Published On: Thu, Feb 2nd, 2017

‘China tests intercontinental missile with 10 warheads’

Beijing: China has reportedly tested a new version of a missile capable of carrying a payload of 10 individual warheads, indicating a shift in China’s nuclear policy or an attempt to put pressure on the Trump administration.

China also began adding warheads to older DF-5 missiles in February last year

The flight test of the Dongfeng-5C missile was carried out in January using multiple independently targetable re-entry vehicles, or MIRVs, reported the Washington Free Beacon website, citing US defence sources.

The missile, carrying 10 dummy warheads, was launched from the Taiyuan Space Launch Centre in Shanxi province, and flew to a desert in western China, the report said.

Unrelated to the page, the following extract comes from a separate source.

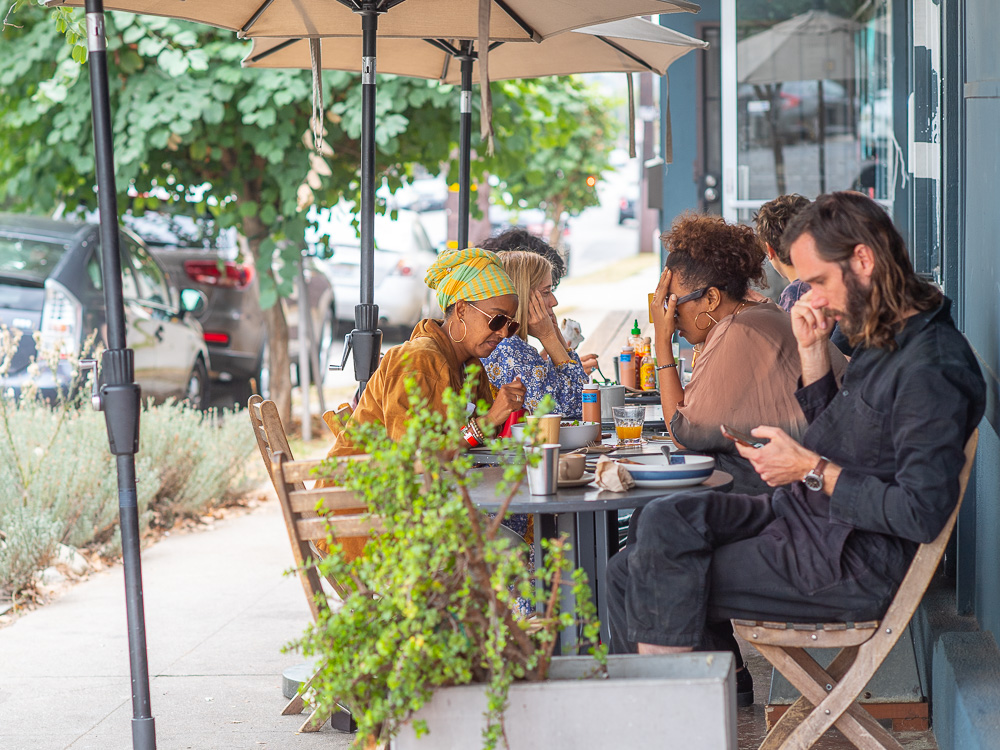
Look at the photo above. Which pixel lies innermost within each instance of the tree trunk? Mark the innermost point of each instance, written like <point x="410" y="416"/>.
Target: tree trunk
<point x="278" y="363"/>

Pentagon spokesman Commander Gary Ross said in a statement the test was monitored.

“The (Defence Department) routinely monitors Chinese military developments and accounts for PLA capabilities in our defence plans,” Ross was quoted as saying by the website.

Earlier versions of the DF-5 have either a single warhead or from six to eight MIRVs, according to estimates, reported RT news.

According to the report, the development may indicate a shift in China’s nuclear deterrence policy to modify older rockets with new MIRV busses, which could mean China intends to increase the number of warheads it possesses.

It is currently estimated to have about 250.

China also began adding warheads to older DF-5 missiles in February last year, the report said, citing US intelligence agencies.

US defence officials have previously warned that China’s rapid development of long-range ballistic missiles, coupled with a lack of transparency about its nuclear capabilities, could bring uncertainty to stability in the region.

The test comes amid a period of heightened tensions between China and the US in the wake of the election of Donald Trump as America’s 45th President.

Trump has threatened to oppose China on a number of fronts, from its military build-up in the South China Sea to its monetary policy.

He has even cast doubt on Washington’s long-standing commitment to the “one China policy”, which regards Taiwan as one with mainland China governed by Beijing.